PLEASANT VIEW -- In a city that has enjoyed its small-town atmosphere, candidates for mayor and city council are debating ways to increase revenue, and do it without breaking their small-town traditions.
Mayor Doug Clifford is running for re-election, citing his past successes as mayor.
"We've weathered our recession and have been able to grow in parks and recreation," Clifford said. "Moving forward, my platform is to improve the economic base of the city."
The mayor announced plans for a joint development project with Farr West on 2700 North near Interstate 15. The project will bring in commercial and industrial growth along with more tax revenue, he said.
Competing against Clifford for the mayor's office is City Councilman Toby Mileski.
Mileski said commercial growth is the way to go, but that will be challenging due to the city's small population. He suggests aggressive marketing in order to attract more business.
"We need to hire someone like a broker or marketing firm," he said. "We need to show that Pleasant View is the place to do your business at. We have too many of our wealthy, affluent residents driving to Riverdale for their shopping."
Mileski also wants to increase communication between the city and the public, suggesting that his own blog gets as many hits as the city's website.
An an incumbent, City Councilman Scott Boehme said his biggest worry is that the need for more revenue and commercial growth will push the development of large apartment complexes in order to increase rooftop count.
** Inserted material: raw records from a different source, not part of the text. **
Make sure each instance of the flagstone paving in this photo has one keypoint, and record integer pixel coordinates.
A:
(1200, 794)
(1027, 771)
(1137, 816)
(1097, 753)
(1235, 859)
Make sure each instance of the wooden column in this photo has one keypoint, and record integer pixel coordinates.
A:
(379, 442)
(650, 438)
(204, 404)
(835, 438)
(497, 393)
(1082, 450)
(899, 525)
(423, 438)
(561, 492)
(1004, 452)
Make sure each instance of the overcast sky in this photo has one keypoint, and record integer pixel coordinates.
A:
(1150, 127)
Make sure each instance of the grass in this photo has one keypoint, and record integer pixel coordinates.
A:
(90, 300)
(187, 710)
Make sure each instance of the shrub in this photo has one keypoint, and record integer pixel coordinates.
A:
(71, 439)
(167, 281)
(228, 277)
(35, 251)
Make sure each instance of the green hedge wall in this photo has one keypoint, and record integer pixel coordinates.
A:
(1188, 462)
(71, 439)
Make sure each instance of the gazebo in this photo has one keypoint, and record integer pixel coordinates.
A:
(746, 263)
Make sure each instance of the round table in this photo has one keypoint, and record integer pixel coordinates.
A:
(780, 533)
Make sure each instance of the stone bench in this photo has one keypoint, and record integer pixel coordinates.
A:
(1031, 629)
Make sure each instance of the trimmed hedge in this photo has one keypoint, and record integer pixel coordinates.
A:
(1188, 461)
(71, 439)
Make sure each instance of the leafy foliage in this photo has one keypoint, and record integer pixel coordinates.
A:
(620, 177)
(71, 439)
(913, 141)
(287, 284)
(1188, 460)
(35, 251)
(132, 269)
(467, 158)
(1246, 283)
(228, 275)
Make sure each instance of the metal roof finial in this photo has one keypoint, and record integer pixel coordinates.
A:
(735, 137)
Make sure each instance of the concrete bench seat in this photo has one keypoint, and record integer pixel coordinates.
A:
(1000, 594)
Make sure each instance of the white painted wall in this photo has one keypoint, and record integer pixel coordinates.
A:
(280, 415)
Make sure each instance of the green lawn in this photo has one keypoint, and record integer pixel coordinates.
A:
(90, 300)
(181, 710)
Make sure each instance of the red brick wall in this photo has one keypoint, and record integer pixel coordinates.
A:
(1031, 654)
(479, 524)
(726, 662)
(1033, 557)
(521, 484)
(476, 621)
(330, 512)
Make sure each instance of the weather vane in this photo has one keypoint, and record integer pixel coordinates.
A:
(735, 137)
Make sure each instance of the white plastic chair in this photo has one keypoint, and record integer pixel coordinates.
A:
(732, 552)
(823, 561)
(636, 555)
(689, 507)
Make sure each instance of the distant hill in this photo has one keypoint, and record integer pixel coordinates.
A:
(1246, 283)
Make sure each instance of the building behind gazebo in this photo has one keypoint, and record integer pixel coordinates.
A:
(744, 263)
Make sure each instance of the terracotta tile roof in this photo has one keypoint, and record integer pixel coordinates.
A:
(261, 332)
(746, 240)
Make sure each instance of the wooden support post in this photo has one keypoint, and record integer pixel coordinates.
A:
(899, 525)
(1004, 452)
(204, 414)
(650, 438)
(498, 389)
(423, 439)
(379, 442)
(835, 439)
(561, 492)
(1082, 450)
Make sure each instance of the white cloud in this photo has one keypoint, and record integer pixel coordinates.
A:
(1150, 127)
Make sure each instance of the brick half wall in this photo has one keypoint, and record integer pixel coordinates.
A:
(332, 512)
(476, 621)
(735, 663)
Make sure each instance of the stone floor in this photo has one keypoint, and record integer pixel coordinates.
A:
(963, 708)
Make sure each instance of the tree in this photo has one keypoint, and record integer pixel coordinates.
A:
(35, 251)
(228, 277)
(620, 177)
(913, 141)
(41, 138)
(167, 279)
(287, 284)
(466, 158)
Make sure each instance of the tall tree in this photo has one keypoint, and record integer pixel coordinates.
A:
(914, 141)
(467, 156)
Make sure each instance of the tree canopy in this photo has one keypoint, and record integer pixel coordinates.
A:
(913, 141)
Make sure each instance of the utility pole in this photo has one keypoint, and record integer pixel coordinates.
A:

"I favor keeping residential growth the way it is," Boehme said. "These big complexes just don't fit with the atmosphere we have here."
Boehme is in favor of pushing commercial development along 2700 North. He said there is a lot of potential for the city to grow in that aspect and doing so will avoid tax increases for residents.
A challenger for city council, Steve Gibson said he can be the voice of common sense for the people.
Gibson is against apartments and other pushes for big residential growth, but in favor of the Farr West project that could bring in more commercial revenue.
On top of the need for growth, improvements to infrastructure are needed, he said.
"Because we don't have a lot of money, we need to be wise in our spending," Gibson said.
Roads and water lines need work, but raising taxes to do it is not preferable, he said.
The other candidate vying for a council seat is middle school teacher Merril Harris. He said growth should be controlled and any push for commercial development should be kept away from the city's residential areas and over on 2700 North.
"We should also spend more time promoting the businesses that are already here," Harris said.
There are some great local businesses that could some more support from the city, he said.